Arrived here fresh from Venice, Philomena directed by Stephen Frears more than fulfills the buzz. Frears has stumbled with such recent efforts as Cheri but in this searing story of the search for a lost adopted child -- and an indictment of aspects of Catholicism --he's again in top form. As the "inciting incident" (in moviespeak), Martin (Steve Coogan), a world-weary political journalist, gets bounced from his job, then wooed by an editor interested in "human interest" stories, a genre for which Martin has only contempt. Enter humble single mother and devout Catholic, Philomena (Judi Dench), who remains haunted by the disappearance of her little boy, literally sold to American buyers by the Sisters in an Irish abbey for wayward -- i.e. pregnant -- girls. The consuming joint search of Martin and Philomena for a boy swallowed by cruel circumstance becomes the very human interest story Martin has so disdained.

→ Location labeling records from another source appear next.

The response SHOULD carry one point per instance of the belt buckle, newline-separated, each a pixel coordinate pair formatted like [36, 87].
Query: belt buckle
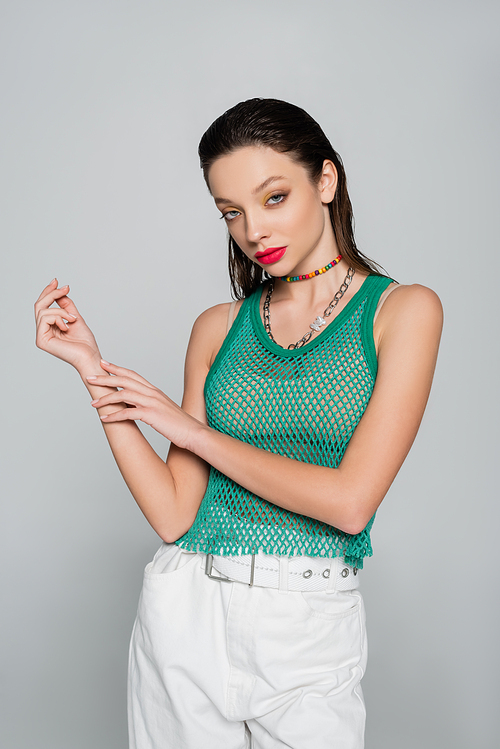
[208, 570]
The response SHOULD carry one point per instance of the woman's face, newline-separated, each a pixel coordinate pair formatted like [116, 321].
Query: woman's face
[273, 211]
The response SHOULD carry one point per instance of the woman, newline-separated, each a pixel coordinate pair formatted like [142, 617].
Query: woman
[300, 405]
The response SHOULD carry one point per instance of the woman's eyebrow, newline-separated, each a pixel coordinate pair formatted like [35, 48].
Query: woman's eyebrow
[260, 187]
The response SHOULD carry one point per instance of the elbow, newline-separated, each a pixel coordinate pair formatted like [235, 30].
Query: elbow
[352, 517]
[354, 525]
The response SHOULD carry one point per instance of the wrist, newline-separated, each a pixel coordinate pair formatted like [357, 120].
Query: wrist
[199, 440]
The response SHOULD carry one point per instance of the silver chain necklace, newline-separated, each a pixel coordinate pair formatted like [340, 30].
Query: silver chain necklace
[316, 325]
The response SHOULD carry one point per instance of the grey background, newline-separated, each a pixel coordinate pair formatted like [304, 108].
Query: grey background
[103, 105]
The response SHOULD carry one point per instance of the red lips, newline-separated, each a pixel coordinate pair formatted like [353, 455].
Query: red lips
[269, 250]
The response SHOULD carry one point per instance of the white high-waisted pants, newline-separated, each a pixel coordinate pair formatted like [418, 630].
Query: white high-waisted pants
[227, 666]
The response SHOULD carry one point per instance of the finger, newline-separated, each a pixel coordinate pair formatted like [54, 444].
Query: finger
[131, 397]
[68, 304]
[126, 414]
[122, 372]
[45, 301]
[121, 382]
[50, 315]
[48, 288]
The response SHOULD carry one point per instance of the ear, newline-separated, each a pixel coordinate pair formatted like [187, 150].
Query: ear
[328, 181]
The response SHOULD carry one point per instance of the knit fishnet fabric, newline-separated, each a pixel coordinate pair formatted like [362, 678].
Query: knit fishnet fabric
[303, 404]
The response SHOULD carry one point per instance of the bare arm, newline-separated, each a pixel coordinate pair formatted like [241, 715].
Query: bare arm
[408, 333]
[169, 493]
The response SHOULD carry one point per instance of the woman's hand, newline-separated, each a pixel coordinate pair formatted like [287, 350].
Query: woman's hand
[62, 331]
[145, 403]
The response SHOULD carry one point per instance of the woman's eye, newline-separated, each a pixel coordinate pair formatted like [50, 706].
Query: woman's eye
[275, 199]
[230, 215]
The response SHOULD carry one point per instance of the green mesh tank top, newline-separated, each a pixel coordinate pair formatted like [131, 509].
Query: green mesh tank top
[303, 403]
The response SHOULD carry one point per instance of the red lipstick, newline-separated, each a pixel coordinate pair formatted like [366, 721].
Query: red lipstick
[270, 255]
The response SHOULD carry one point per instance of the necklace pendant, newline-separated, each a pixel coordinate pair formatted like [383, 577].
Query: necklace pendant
[316, 325]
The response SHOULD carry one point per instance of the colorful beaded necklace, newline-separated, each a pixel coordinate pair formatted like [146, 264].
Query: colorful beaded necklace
[314, 273]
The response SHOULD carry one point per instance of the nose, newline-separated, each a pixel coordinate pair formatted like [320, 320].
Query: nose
[255, 227]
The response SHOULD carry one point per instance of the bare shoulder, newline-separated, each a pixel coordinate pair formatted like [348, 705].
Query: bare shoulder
[209, 331]
[413, 302]
[409, 312]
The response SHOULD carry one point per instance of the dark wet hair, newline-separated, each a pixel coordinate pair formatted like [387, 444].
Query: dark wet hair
[287, 129]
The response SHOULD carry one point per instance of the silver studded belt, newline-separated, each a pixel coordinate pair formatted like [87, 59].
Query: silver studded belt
[284, 573]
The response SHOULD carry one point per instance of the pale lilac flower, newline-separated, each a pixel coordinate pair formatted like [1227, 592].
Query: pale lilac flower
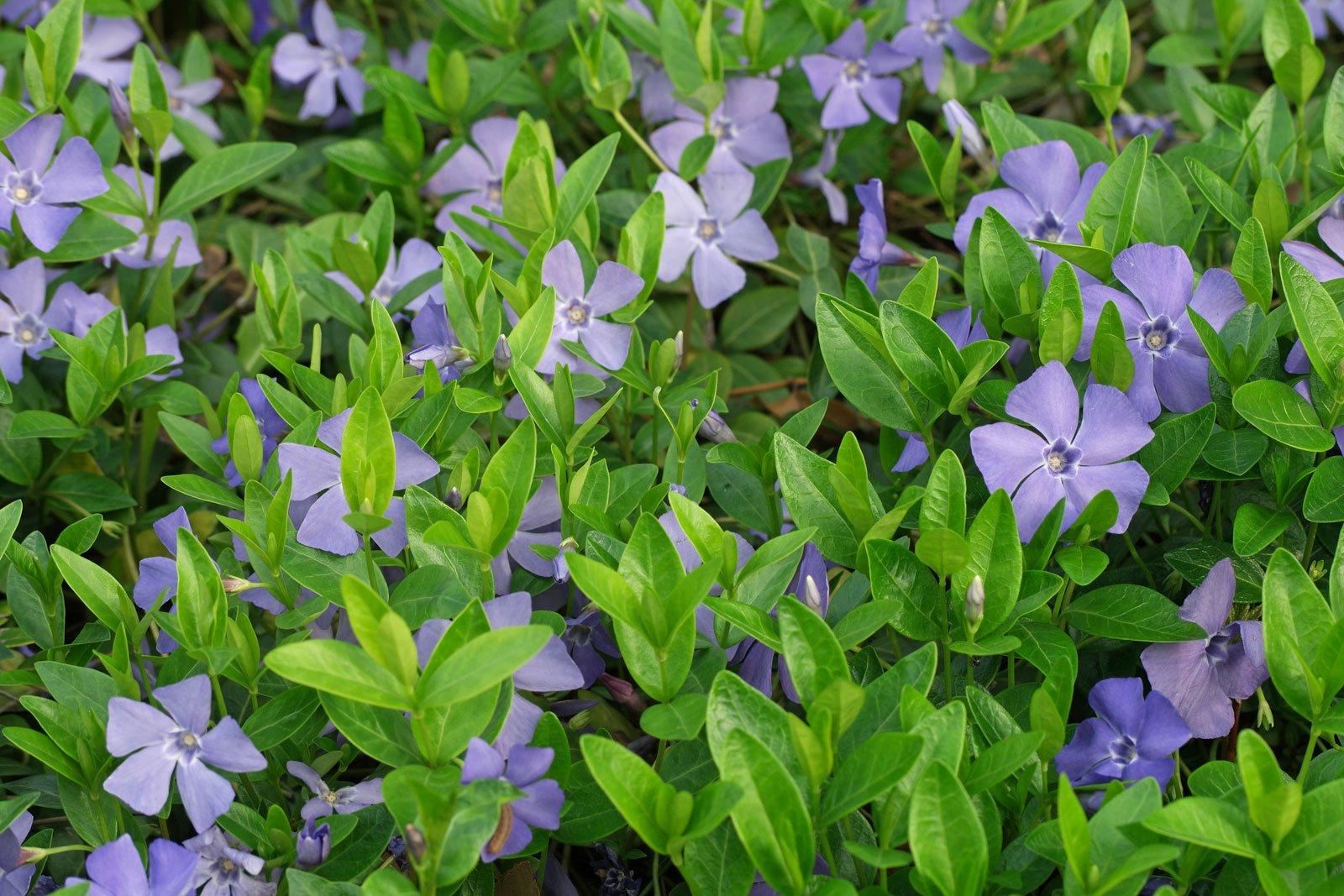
[1203, 678]
[853, 80]
[104, 42]
[324, 66]
[1171, 367]
[1063, 458]
[929, 33]
[746, 129]
[161, 743]
[711, 233]
[327, 801]
[1045, 197]
[539, 806]
[186, 101]
[550, 671]
[416, 258]
[225, 868]
[875, 251]
[114, 869]
[1132, 736]
[145, 251]
[39, 190]
[578, 311]
[320, 501]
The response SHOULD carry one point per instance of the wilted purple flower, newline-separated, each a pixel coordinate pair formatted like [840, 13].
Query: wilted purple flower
[1045, 197]
[114, 869]
[312, 846]
[320, 500]
[550, 671]
[712, 233]
[963, 325]
[160, 743]
[39, 190]
[104, 40]
[152, 251]
[324, 66]
[578, 311]
[1203, 678]
[226, 868]
[1320, 264]
[816, 176]
[539, 806]
[1171, 367]
[874, 249]
[853, 80]
[929, 31]
[1063, 458]
[185, 101]
[746, 129]
[416, 258]
[1132, 736]
[327, 801]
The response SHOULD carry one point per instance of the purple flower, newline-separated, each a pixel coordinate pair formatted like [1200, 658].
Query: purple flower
[327, 801]
[746, 129]
[1203, 678]
[875, 251]
[853, 80]
[324, 66]
[225, 868]
[550, 671]
[312, 846]
[160, 743]
[38, 190]
[712, 233]
[320, 501]
[185, 100]
[1132, 736]
[416, 258]
[114, 869]
[963, 325]
[929, 31]
[1045, 197]
[578, 311]
[1321, 265]
[152, 251]
[539, 806]
[1171, 367]
[104, 40]
[1063, 458]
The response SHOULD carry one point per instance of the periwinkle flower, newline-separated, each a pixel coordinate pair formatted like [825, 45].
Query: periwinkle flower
[320, 500]
[1063, 458]
[875, 251]
[340, 801]
[114, 869]
[853, 80]
[549, 672]
[176, 743]
[225, 868]
[1171, 367]
[1202, 678]
[1132, 736]
[746, 129]
[39, 190]
[152, 250]
[578, 311]
[539, 806]
[324, 66]
[929, 33]
[1045, 197]
[711, 233]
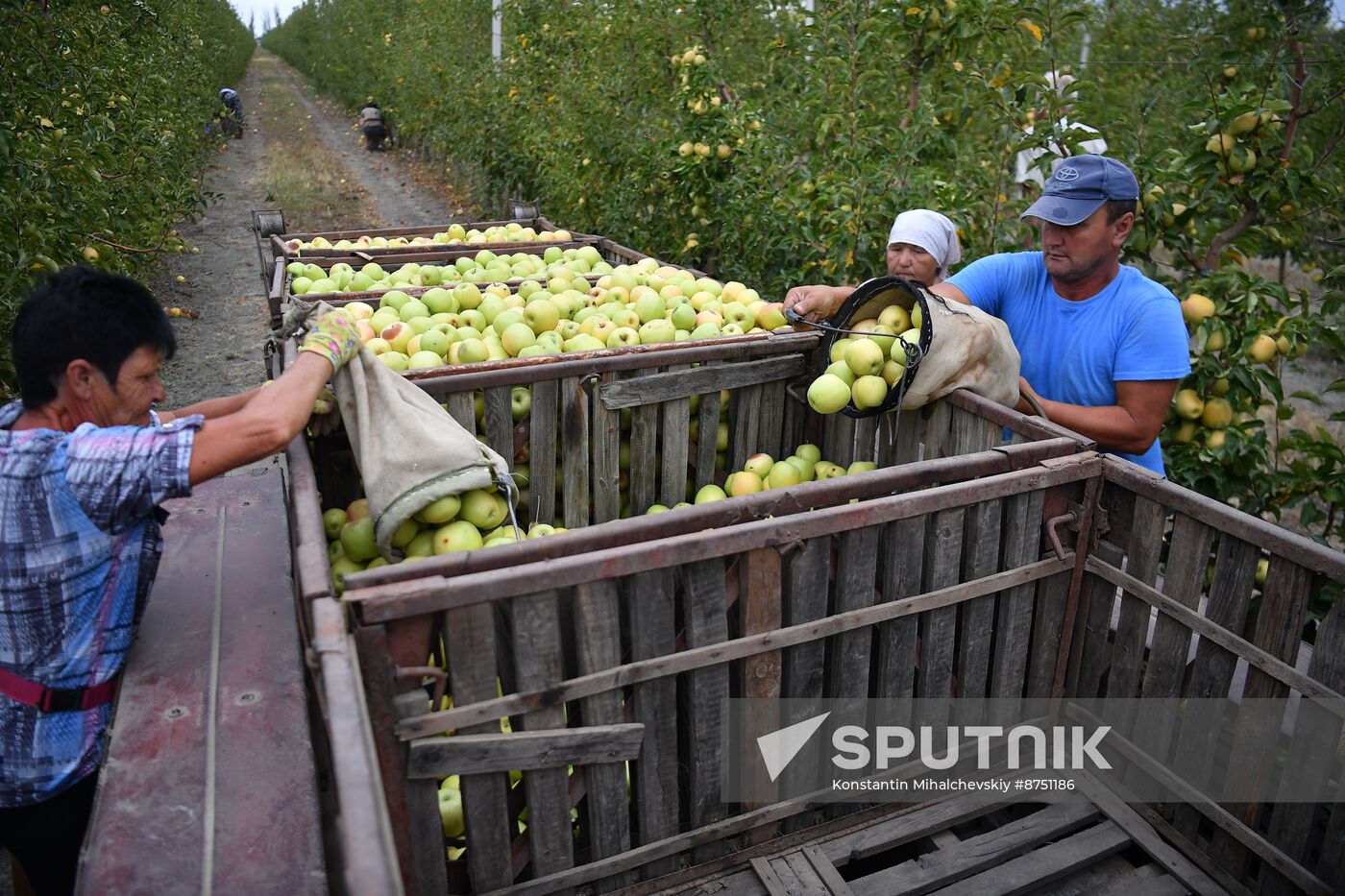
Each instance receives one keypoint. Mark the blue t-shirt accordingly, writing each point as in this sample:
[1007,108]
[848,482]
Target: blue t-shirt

The subject of pregnant Irish girls forced into slave labor in church-run homes is familiar from Peter Mullan's The Magdalene Sisters. But in Frears's telling, the subject remains fresh due to a brilliant screenplay which explores the dynamic bond of cynical Martin and pious Philomena, surprising at every turn. While the theme of a mother's disappeared child is in itself heart-breaking, Frears makes the story especially haunting when the child's destiny as a successful lawyer--and beyond--is finally uncovered. But given Frears's social concerns, this is no mere weeper. In exposing the machinations and concealments the Irish Sisters use to separate mother and child, he mounts a scathing critique of righteous villainy under the guise of saintliness. The story's complex resolution, which I will not reveal, is deeply satisfying.
Less successful is Kelly Reichardt's Night Moves. The film is particularly frustrating because so many elements are in place: a splendid cast; the director's trademark feeling for Oregon's beauty, and, best of all, a relatively high-concept plot after such past meanderings short on story as Old Joy.
Aptly titled, Night Moves unfurls mainly in darkness and at night, which makes the daylight scenes on an Oregon farming cooperative all the more striking. The film centers on a trio of eco idealists whose efforts to halt the industrial despoilment of the planet turn to violent acts. Jesse Eisenberg is the kingpin of a plot to blow up a dam, assisted by rich girl Dakota Fanning and ex-marine Peter Sarsgaard. The actors are all superb, the naturalness of their dialogue vintage Reichardt. Eisenberg is intensely private and a coil of angry energy, though you never forget you're watching this particular actor rather than his character; Fanning a revelation as a confident, impassive cohort who cracks when the scheme goes wrong; and Sarsgaard magnetic and inscrutable portraying the idealist as loose cannon. As the trio implements their scheme we root for them--as we do for characters undertaking a difficult task. Reichardt newly reveals her talent for suspense as the trio docks their dynamite-loaded boat at the dam before making their getaway in a canoe. Then, along with the dam, the film implodes. A finger-wagging morality lecture is added on about the dangers of idealistic violence. Are we meant to conclude that extreme protest can bring only mayhem and madness? Somehow Night Moves has shifted into Kathy Boudin/Weathermen terrain, dissipating the power of its original vision.